米国のトランプ政権は18日、国際刑事裁判所(ICC、オランダ・ハーグ)の赤根智子所長を制裁対象に加えると発表した。軍事作戦をいとわない米政権は、戦争犯罪を追及するICCを「米国の主権に対する脅威」とみなしており、圧力を一段と強めた形だ。
制裁の内容と影響
制裁により、赤根氏が米国内で保有する資産は凍結され、金融機関を含む企業、個人との取引が制限される。米国に拠点をもたない銀行に制裁順守の義務はない。ただ、各国の金融機関は米国と関係を持っており、制裁に抵触することを恐れ、赤根氏との金融取引を控える可能性は高い。
ICCと米国の対立の背景
ICCは個人の戦争犯罪などを追及する常設機関で、赤根氏は2024年3月に日本人初の所長に就任。ICCはパレスチナ自治区ガザへの攻撃を巡り、イスラエル首相に対して逮捕状を出した。イスラエルを擁護するトランプ大統領は反発し、ICCの裁判官らに制裁を科してきた。
トランプ氏は過去、アフガニスタンに駐留した米兵の戦争犯罪へのICCの捜査にも反発。
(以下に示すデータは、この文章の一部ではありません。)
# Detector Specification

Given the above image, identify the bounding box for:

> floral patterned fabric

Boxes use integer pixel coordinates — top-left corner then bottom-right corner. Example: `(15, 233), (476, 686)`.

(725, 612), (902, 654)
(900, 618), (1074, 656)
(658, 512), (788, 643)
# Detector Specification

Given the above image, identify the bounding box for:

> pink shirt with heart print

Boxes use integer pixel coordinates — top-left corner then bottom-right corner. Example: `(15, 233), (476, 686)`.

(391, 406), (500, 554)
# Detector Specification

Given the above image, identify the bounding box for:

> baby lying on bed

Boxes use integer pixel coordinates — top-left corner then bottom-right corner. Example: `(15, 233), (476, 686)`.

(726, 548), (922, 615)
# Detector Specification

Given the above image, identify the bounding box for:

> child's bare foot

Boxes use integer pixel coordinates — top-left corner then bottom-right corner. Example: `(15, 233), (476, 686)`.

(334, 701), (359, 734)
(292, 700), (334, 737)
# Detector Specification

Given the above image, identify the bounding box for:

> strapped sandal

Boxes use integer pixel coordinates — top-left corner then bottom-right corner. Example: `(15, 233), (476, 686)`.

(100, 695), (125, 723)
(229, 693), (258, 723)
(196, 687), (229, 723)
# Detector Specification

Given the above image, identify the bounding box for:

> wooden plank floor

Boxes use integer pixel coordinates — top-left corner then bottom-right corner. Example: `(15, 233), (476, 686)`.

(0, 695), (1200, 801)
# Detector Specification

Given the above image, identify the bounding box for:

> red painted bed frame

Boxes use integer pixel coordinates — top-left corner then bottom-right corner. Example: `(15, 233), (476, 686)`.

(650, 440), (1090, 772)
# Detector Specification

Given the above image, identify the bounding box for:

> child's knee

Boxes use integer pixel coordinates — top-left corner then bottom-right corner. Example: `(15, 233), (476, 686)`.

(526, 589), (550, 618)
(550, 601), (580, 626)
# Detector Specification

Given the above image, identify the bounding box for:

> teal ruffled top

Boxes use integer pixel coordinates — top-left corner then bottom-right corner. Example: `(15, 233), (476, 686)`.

ルビオ国務長官は18日、ICC非加盟の米国やイスラエルの国民に管轄権を行使することを「主権侵害」と主張した。米国務省報道担当者は同日、「措置はICCに向けられたものだ」とし、日本政府を罰するものではないと強調した。
一方、ICCは「国際法秩序そのものが危険にさらされる。我々は引き続き全面的に使命を遂行する」と声明を出した。セネガル出身のICC弁護士も18日、制裁対象に追加された。
日本政府の対応
日本政府は19日、ICCの赤根智子所長が米国の制裁対象となったことを受け、「大変残念だ」とする北村俊博外務報道官の談話を発表した。ICCへの一貫した支持を改めて表明し、「引き続き、国際社会における法の支配の強化に取り組んでいく考えだ」と強調した。